Menurut Novy Setia Yunas, S.IP., M.IP., pakar politik dari Universitas Brawijaya Malang, bergabungnya PDIP ke dalam koalisi pemerintahan Prabowo akan membawa stabilitas politik dan memudahkan eksekusi kebijakan prioritas. Namun, hambatan terbesar justru datang dari dinamika internal PDIP.

“Prabowo memiliki keinginan kuat untuk menggandeng PDIP, tetapi keputusan akhir tetap berada di tangan Megawati Soekarnoputri. Saat ini, 98 persen arah politik PDIP mengarah pada oposisi,” ujarnya pada Selasa (17/12/2024).

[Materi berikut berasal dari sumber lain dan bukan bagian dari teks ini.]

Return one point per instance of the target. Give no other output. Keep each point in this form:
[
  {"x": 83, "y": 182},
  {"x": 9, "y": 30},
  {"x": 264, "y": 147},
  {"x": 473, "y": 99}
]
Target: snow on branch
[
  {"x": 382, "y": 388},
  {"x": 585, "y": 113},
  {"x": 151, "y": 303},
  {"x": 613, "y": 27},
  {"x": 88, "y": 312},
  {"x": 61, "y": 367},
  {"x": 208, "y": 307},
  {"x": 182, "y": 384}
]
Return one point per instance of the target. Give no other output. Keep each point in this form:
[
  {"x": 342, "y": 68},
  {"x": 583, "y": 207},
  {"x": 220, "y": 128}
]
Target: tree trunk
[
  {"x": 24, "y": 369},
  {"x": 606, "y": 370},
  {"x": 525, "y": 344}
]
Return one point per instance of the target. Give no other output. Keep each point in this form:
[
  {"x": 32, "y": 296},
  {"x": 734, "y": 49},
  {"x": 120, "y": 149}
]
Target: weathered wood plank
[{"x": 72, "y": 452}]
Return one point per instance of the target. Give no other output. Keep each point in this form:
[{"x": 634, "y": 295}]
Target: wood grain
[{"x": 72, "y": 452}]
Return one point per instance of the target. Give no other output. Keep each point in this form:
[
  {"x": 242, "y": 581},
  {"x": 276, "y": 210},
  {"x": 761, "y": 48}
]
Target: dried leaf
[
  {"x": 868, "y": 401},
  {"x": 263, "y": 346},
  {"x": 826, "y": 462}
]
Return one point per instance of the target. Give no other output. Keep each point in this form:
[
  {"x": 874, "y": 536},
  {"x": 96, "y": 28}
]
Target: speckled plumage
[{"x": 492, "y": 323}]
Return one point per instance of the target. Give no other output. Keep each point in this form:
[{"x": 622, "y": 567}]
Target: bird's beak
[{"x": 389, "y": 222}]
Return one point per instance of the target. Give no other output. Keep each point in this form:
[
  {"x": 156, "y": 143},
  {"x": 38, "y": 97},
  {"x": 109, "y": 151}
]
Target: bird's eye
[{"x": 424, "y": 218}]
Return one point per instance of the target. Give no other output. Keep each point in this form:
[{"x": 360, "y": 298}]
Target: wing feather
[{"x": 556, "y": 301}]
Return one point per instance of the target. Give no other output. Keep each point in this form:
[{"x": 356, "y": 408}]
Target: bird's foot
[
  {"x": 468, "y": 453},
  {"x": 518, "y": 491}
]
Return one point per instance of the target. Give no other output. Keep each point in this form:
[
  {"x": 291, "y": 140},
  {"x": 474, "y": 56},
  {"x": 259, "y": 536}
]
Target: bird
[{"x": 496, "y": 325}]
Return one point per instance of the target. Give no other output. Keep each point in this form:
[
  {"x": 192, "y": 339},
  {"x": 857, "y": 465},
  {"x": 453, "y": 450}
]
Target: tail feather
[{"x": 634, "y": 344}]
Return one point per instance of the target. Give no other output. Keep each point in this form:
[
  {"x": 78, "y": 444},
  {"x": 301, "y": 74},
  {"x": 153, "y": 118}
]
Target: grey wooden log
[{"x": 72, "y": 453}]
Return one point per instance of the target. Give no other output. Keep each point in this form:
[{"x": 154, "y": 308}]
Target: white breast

PDIP dikenal sebagai partai yang kaya akan faksi internal. Novy mengungkap bahwa kubu Puan Maharani cenderung akomodatif terhadap ide bergabung dengan pemerintahan Prabowo. Namun, hal ini mendapat penolakan keras dari faksi Prananda Prabowo dan Hasto Kristiyanto.

Kondisi ini semakin diperkeruh dengan sejumlah langkah simbolis yang mempertegas sikap PDIP sebagai oposisi, seperti pemecatan Effendi Simbolon, yang dikenal dekat dengan Presiden Jokowi dan pencabutan status keanggotaan keluarga Jokowi dari PDIP.

“Pemecatan ini adalah pesan politik yang kuat bahwa PDIP ingin mengambil jarak dari keluarga Jokowi yang kini dianggap mewakili pemerintahan Prabowo,” kata Novy.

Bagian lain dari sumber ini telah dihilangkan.